CW: sexual assault, consent culture, #YesAllMen
[Original Facebook post from 12/13/18 here.]
This post isn’t going to be perfect, but it is going to be honest. There’s a lot in here, so please read the whole thing if you can; it should take you around 4–5 minutes.
Two and a half years ago I had what I believed at the time was a wholly consensual encounter with a woman named Lynne (I’ve linked to her Facebook page at her request) at the end of a second date — we came back to my place and made out for a couple of hours, and then she went home. The next day she let me know that she hadn’t been comfortable with everything we did, and two weeks ago she told me that our encounter that night has caused her a lot of trauma over the course of the last two and a half years and detailed some of its impacts on her life since then.

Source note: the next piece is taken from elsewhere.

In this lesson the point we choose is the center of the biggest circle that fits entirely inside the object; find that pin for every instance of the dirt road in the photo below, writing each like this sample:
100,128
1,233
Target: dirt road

When I realized how much harm my actions had caused her I asked her what she wanted from me to support her healing, and writing a public post about it for accountability purposes was one of her asks for me, which is why I’m writing this now. As part of taking full responsibility for my actions I want to honestly relate my experiences and realizations since that night. Before I do that, though, I’m going to start by linking to three of Lynne’s public Facebook posts from the last two years that talk about this directly (all of which I read for the first time two weeks ago at her request, and which I’m sharing here with her permission), to ensure that you’re able to start with her words:
- From November of 2017.
- From July of this year.
- And from two weeks ago, in between my asking her what she wanted me to do and her response (we’ve stayed in communication via text since then).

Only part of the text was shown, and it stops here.